Report: Veto-Proof Majority of Senators Support Iran Sanctions

Jim Sciutto, CNN’s Chief National Security Correspondent, is reporting that the Menendez-Kirk Iran sanctions bill has 77 Senators in favor of the legislation, more than enough to override a presidential veto.

Currently, the Nuclear Weapon Free Iran Act of 2013 has 58 cosponsors, representing 43 of the 45 Republicans in the Senate, along with 16 Democrats. The only two Republican Senators who have yet to sign onto the legislation are Senators Rand Paul (R-KY) and Jeff Flake (R-AZ). Senator Paul’s staff indicated that he was open to voting ‘Yes’ if the bill were to come to a vote. Senator Flake, however, has not publicly stated how he would vote on the legislation.

The President has already declared that he would veto the Iran sanctions bill. Press Secretary Jay Carney said of the bill, “We don’t think this action is necessary; we don’t think it will be enacted. If it were enacted, the president would veto it.” Two thirds of both houses of Congress are needed to overturn a veto. The 77 Senators reportedly in favor of the bill are more than enough, and it is widely acknowledged that the House would vote overwhelmingly in favor of the legislation.

Iran’s English-language state-sponsored media outlet, PRESSTV, continues to blame Israel and the “Israel Lobby” for the legislation’s widespread support, going as far as to ask, “Will US Senate Crown Netanyahu Emperor?”

Ryan Costello of the National Iranian American Council, a group with suspected ties to the Ayatollah’s regime in Iran, wrote a scathing article attacking one of the bill’s original sponsors, Democratic Senator Robert Menendez.
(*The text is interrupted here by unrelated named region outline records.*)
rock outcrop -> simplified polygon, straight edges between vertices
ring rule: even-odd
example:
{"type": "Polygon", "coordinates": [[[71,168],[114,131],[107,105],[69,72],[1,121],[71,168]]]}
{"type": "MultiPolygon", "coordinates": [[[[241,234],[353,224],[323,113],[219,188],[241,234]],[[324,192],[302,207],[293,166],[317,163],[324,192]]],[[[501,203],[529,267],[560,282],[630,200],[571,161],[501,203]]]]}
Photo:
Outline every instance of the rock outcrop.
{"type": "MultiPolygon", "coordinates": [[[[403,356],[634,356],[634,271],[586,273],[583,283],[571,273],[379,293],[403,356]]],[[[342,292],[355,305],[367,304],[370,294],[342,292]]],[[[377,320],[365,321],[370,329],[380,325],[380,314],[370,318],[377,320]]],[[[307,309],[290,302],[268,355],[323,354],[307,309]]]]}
In the Huffington Post, Costello wrote “war is the likely outcome” should the United States pass further sanctions.

While the National Iranian American Council and other groups have tried to convince the American public that the United States should consider the Iranian regime as a rational actor in pursuit of diplomacy, Congress, along with the American public at large, virulently disagree. A recent poll displayed overwhelming support for additional sanctions from 77% of Democratic voters and 96% of Republicans.
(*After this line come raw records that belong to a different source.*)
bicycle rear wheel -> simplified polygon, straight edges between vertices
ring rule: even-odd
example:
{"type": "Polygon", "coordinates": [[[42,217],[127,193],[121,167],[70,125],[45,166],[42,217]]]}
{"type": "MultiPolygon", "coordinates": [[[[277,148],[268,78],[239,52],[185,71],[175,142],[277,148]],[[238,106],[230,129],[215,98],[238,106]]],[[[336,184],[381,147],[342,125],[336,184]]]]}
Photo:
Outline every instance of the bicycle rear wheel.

Since August, when Iranian President Hassan Rouhani took office, over 300 people have been executed. Many of the individuals declared worthy of capital punishment were declared “Moharebeh,” or those who are “waging war against God” in Islamic law. The Iran Human Rights Documentation Center has estimated that 624 individuals were executed in 2013 alone. Rouhani’s troubling resumée also includes his connection to the 1994 bombing of the Buenos Aires Jewish Community Center in Argentina that resulted in the loss of dozens of innocent lives.

Will President Obama side with the vast majority of the American people, or will his administration instead decide to declare allegiance to its fringe allies in opposition to the bill?